Although I have set replication factor 3 for /user/oozie/share/lib/ directory. All the jars under this path are available on 3 datanode but few jars are missing. Can any body suggest why this is happening and how to prevent this.
Upvotes: 8
Views: 23561
Reputation: 158
Got the same error when using Trino to connect to hive, I tried to connect HDFS from a Trino worker and found that port 9866 is not open on HDFS, opened the port on HDFS datenode and solved the problem. Related document: https://www.ibm.com/docs/en/spectrum-scale-bda?topic=requirements-firewall-recommendations-hdfs-transparency https://hadoop.apache.org/docs/r3.0.0/hadoop-project-dist/hadoop-hdfs/hdfs-default.xml
Upvotes: 0
Reputation: 1
please check the file's owner in hdfs directory, I met this issue because the owner is "root", it got solved when I changed it to "your_user".
Upvotes: 0
Reputation: 21
I was getting the same exception while trying to read a file from hdfs.
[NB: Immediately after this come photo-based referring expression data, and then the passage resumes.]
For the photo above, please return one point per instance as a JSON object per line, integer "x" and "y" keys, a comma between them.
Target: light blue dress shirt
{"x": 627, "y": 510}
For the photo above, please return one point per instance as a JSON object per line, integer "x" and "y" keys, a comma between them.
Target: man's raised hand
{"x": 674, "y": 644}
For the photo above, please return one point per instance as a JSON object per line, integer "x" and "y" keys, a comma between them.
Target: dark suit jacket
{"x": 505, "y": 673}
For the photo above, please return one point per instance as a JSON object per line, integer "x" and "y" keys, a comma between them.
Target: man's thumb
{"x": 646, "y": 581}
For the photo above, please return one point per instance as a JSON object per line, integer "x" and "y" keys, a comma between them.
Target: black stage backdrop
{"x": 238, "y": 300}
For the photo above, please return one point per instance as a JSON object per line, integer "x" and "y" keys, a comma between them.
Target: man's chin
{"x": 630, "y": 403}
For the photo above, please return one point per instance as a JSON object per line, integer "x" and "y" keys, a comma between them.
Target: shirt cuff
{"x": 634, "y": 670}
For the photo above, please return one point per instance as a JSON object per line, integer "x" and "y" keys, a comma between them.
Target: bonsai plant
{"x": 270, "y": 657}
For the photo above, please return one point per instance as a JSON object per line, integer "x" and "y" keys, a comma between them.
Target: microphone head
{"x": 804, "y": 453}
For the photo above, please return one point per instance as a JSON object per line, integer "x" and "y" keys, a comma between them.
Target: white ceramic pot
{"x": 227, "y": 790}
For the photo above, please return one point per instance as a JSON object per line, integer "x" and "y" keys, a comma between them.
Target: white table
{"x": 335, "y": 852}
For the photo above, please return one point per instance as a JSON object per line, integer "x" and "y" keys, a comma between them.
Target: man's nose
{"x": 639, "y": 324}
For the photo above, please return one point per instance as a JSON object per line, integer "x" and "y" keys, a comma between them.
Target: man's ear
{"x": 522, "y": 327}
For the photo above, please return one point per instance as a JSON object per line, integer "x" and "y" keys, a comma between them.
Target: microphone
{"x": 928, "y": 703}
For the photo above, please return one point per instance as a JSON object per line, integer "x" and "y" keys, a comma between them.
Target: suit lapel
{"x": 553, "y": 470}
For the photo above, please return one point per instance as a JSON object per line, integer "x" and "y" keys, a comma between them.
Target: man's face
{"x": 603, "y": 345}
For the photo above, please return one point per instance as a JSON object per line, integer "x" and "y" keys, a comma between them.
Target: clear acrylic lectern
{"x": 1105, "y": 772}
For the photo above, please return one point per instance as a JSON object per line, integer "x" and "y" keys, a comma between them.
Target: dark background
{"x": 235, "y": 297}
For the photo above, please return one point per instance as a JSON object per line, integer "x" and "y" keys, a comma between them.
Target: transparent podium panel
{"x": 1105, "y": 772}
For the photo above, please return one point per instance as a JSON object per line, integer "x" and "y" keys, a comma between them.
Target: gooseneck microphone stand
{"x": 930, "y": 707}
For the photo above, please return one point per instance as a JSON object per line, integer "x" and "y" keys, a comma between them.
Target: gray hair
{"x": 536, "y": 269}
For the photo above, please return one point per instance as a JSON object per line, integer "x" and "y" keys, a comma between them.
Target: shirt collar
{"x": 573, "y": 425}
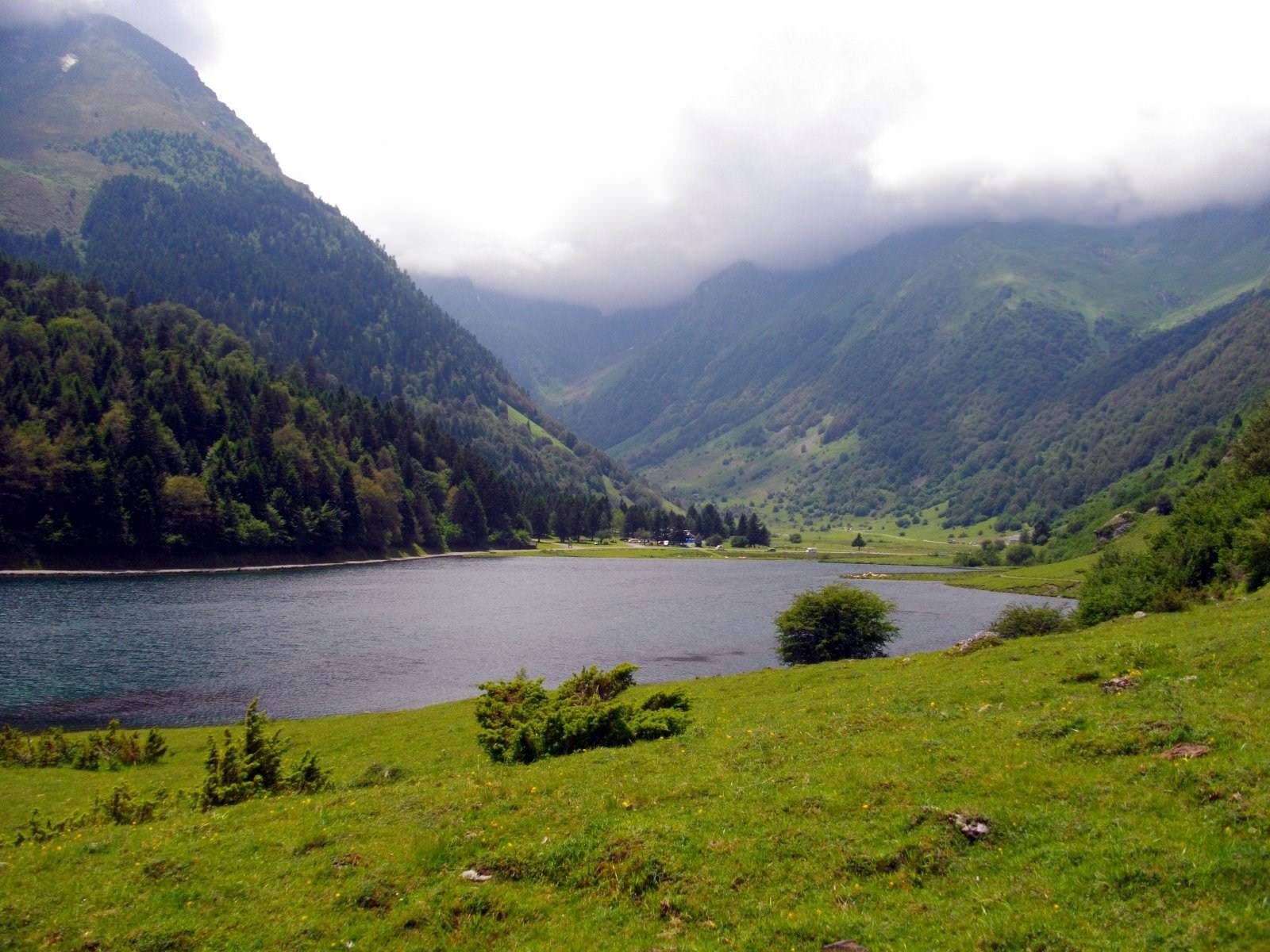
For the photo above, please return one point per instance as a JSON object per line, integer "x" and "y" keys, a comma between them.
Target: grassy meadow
{"x": 803, "y": 806}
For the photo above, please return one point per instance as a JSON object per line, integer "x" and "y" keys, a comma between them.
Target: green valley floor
{"x": 803, "y": 806}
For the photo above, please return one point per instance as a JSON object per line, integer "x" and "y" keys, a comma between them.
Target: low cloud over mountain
{"x": 616, "y": 159}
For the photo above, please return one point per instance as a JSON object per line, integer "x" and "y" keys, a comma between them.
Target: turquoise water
{"x": 194, "y": 649}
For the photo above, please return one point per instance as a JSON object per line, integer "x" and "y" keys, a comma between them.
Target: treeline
{"x": 148, "y": 429}
{"x": 1217, "y": 537}
{"x": 706, "y": 524}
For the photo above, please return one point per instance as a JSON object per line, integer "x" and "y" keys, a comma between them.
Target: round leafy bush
{"x": 1020, "y": 621}
{"x": 833, "y": 624}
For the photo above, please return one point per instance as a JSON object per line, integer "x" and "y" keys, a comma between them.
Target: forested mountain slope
{"x": 146, "y": 432}
{"x": 1009, "y": 368}
{"x": 548, "y": 347}
{"x": 165, "y": 194}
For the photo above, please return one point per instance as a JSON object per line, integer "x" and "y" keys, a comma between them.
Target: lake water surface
{"x": 194, "y": 649}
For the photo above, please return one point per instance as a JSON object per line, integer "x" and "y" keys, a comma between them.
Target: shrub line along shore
{"x": 829, "y": 558}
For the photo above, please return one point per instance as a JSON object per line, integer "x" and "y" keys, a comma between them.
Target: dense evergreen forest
{"x": 149, "y": 431}
{"x": 302, "y": 283}
{"x": 1217, "y": 539}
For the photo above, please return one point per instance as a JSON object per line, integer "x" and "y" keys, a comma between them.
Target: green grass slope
{"x": 802, "y": 808}
{"x": 1003, "y": 367}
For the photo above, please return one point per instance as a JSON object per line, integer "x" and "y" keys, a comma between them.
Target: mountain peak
{"x": 69, "y": 82}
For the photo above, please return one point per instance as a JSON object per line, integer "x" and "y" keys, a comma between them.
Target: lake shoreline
{"x": 226, "y": 569}
{"x": 581, "y": 551}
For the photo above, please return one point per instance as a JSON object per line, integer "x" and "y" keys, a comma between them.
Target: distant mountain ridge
{"x": 120, "y": 164}
{"x": 979, "y": 363}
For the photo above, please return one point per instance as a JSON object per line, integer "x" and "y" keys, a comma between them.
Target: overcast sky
{"x": 618, "y": 154}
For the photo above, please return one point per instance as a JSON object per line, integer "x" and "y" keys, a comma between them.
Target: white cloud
{"x": 618, "y": 154}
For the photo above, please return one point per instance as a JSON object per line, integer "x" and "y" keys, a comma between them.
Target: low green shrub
{"x": 522, "y": 721}
{"x": 238, "y": 771}
{"x": 1020, "y": 621}
{"x": 833, "y": 624}
{"x": 52, "y": 748}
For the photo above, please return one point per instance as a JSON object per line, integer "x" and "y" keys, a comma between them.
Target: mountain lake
{"x": 197, "y": 647}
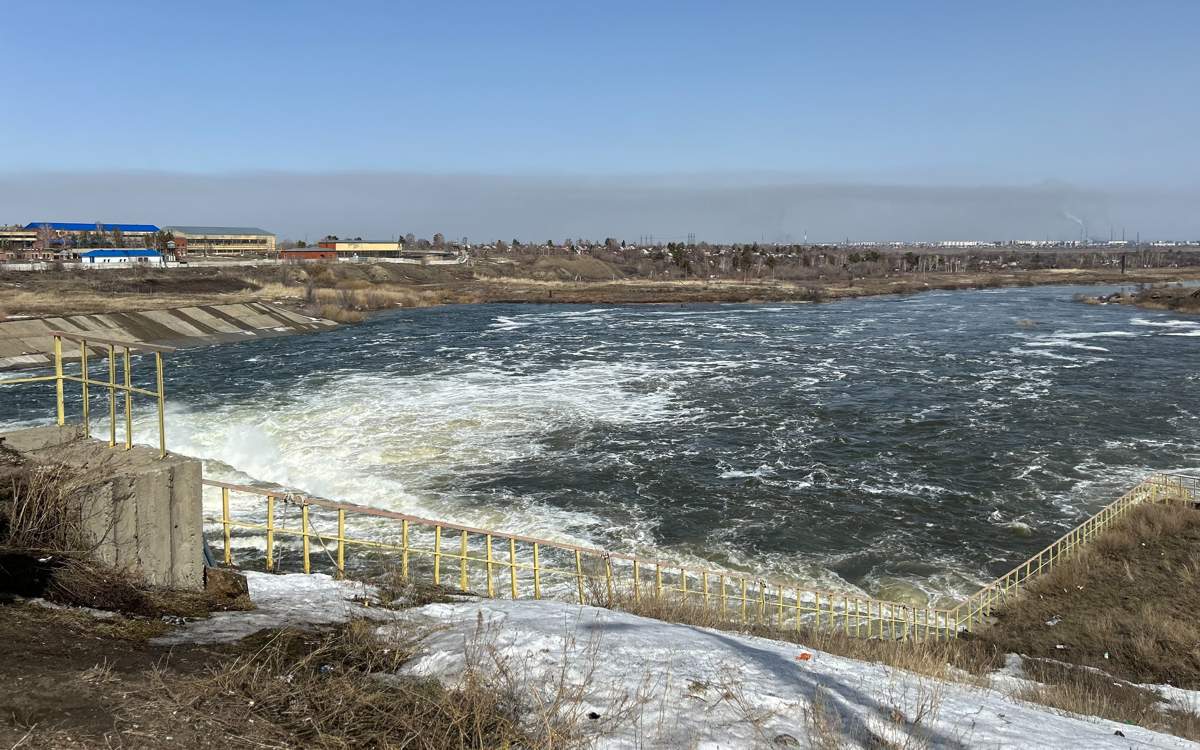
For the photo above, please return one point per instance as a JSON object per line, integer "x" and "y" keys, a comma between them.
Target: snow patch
{"x": 697, "y": 688}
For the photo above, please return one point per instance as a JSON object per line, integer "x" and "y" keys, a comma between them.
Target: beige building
{"x": 222, "y": 240}
{"x": 17, "y": 243}
{"x": 364, "y": 249}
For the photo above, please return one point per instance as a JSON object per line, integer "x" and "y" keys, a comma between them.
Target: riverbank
{"x": 28, "y": 342}
{"x": 348, "y": 292}
{"x": 1161, "y": 298}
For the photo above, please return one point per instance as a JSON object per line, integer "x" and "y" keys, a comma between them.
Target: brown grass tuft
{"x": 40, "y": 511}
{"x": 340, "y": 689}
{"x": 1123, "y": 605}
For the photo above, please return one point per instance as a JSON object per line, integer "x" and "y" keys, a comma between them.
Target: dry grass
{"x": 40, "y": 510}
{"x": 1091, "y": 693}
{"x": 1125, "y": 605}
{"x": 339, "y": 689}
{"x": 47, "y": 551}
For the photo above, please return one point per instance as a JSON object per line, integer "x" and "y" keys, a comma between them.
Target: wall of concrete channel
{"x": 143, "y": 513}
{"x": 27, "y": 343}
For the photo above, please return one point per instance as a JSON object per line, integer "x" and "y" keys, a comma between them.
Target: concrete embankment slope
{"x": 28, "y": 342}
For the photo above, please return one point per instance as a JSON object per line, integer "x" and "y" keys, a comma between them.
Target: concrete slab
{"x": 209, "y": 319}
{"x": 144, "y": 511}
{"x": 166, "y": 319}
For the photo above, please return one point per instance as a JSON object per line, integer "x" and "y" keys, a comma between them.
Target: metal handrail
{"x": 1161, "y": 487}
{"x": 113, "y": 385}
{"x": 609, "y": 576}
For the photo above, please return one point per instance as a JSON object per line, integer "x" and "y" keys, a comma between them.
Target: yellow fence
{"x": 1158, "y": 489}
{"x": 292, "y": 532}
{"x": 295, "y": 532}
{"x": 313, "y": 534}
{"x": 114, "y": 352}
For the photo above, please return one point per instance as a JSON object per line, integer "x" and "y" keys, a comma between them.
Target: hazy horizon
{"x": 924, "y": 120}
{"x": 773, "y": 208}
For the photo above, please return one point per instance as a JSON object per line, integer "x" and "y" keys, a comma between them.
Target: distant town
{"x": 42, "y": 245}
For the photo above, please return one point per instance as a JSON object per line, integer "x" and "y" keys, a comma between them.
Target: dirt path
{"x": 72, "y": 681}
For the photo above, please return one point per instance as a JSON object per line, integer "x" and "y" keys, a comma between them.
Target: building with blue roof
{"x": 119, "y": 256}
{"x": 78, "y": 227}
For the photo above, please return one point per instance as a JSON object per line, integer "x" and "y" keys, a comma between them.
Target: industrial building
{"x": 16, "y": 243}
{"x": 222, "y": 240}
{"x": 63, "y": 233}
{"x": 307, "y": 253}
{"x": 364, "y": 249}
{"x": 113, "y": 257}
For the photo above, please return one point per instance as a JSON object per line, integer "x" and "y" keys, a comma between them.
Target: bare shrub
{"x": 1092, "y": 693}
{"x": 1122, "y": 605}
{"x": 340, "y": 689}
{"x": 42, "y": 511}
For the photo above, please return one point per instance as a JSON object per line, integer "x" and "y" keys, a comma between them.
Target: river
{"x": 928, "y": 442}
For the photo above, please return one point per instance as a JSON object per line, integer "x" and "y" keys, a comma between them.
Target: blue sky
{"x": 1096, "y": 95}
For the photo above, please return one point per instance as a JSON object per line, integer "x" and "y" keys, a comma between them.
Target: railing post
{"x": 225, "y": 522}
{"x": 129, "y": 403}
{"x": 437, "y": 556}
{"x": 487, "y": 557}
{"x": 270, "y": 531}
{"x": 341, "y": 543}
{"x": 463, "y": 577}
{"x": 112, "y": 396}
{"x": 162, "y": 407}
{"x": 304, "y": 538}
{"x": 537, "y": 573}
{"x": 579, "y": 575}
{"x": 58, "y": 379}
{"x": 513, "y": 567}
{"x": 83, "y": 378}
{"x": 743, "y": 600}
{"x": 403, "y": 547}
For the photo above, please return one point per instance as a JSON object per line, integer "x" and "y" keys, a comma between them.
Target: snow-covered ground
{"x": 655, "y": 684}
{"x": 634, "y": 682}
{"x": 282, "y": 601}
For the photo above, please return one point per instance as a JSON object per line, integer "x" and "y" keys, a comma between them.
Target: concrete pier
{"x": 142, "y": 513}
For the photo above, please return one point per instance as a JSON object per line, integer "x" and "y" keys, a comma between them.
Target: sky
{"x": 733, "y": 121}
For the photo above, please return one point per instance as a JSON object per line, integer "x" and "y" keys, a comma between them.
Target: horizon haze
{"x": 773, "y": 121}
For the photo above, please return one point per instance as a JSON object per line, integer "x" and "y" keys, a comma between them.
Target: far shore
{"x": 349, "y": 294}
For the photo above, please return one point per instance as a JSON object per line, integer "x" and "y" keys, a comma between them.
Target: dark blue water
{"x": 928, "y": 441}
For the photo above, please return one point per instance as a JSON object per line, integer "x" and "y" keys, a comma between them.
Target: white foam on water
{"x": 1167, "y": 323}
{"x": 762, "y": 471}
{"x": 396, "y": 442}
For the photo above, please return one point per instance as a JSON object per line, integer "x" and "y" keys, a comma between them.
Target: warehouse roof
{"x": 89, "y": 226}
{"x": 253, "y": 231}
{"x": 120, "y": 252}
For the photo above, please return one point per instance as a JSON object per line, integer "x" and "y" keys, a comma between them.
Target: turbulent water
{"x": 930, "y": 439}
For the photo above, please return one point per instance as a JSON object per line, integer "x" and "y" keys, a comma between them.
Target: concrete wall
{"x": 28, "y": 343}
{"x": 143, "y": 513}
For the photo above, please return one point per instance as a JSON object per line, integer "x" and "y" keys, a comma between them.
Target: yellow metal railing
{"x": 315, "y": 534}
{"x": 1158, "y": 489}
{"x": 114, "y": 352}
{"x": 467, "y": 559}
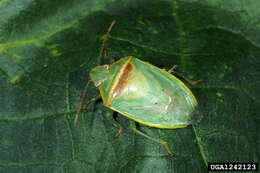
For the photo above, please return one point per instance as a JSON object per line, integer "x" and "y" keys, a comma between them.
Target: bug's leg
{"x": 80, "y": 105}
{"x": 171, "y": 70}
{"x": 192, "y": 82}
{"x": 160, "y": 141}
{"x": 120, "y": 129}
{"x": 111, "y": 116}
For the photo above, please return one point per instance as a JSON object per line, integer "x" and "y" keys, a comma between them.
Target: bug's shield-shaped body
{"x": 145, "y": 93}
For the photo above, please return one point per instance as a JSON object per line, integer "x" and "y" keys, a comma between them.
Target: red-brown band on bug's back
{"x": 121, "y": 80}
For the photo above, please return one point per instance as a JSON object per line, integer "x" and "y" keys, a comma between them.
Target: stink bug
{"x": 145, "y": 93}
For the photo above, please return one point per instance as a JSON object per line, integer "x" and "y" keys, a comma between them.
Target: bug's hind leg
{"x": 160, "y": 141}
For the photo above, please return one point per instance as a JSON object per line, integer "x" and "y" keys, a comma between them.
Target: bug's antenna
{"x": 105, "y": 38}
{"x": 102, "y": 53}
{"x": 82, "y": 96}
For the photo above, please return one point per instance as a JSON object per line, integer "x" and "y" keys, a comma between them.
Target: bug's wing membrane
{"x": 155, "y": 97}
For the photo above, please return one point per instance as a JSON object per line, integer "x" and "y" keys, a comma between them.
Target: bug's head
{"x": 99, "y": 74}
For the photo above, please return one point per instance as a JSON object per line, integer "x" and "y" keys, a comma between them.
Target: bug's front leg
{"x": 160, "y": 141}
{"x": 111, "y": 116}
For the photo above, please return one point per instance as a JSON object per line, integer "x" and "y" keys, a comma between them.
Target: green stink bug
{"x": 145, "y": 93}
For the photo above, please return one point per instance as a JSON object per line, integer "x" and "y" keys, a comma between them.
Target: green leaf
{"x": 47, "y": 49}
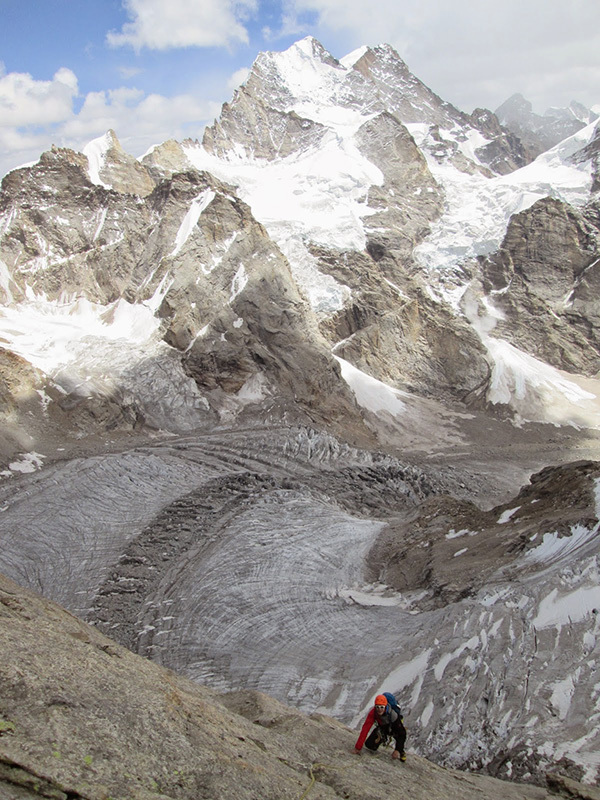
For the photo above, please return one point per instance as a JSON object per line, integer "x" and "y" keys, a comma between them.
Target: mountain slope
{"x": 83, "y": 719}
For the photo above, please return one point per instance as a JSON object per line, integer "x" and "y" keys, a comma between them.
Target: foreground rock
{"x": 83, "y": 719}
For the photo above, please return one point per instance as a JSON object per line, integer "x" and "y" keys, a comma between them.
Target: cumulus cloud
{"x": 25, "y": 101}
{"x": 36, "y": 114}
{"x": 160, "y": 25}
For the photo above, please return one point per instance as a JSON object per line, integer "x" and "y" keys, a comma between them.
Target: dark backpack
{"x": 393, "y": 703}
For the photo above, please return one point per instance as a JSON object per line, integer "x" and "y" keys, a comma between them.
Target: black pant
{"x": 395, "y": 729}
The solution under the section "Clients use Hostnames when connecting to DataNodes" from this link worked for me: https://hadoop.apache.org/docs/r2.7.2/hadoop-project-dist/hadoop-hdfs/HdfsMultihoming.html#Clients_use_Hostnames_when_connecting_to_DataNodes
I added this XML block to "hdfs-site.xml" and restarted the datanode and namenode servers:
<property>
<name>dfs.client.use.datanode.hostname</name>
<value>true</value>
<description>Whether clients should use datanode hostnames when
connecting to datanodes.
</description>
</property>
Upvotes: 1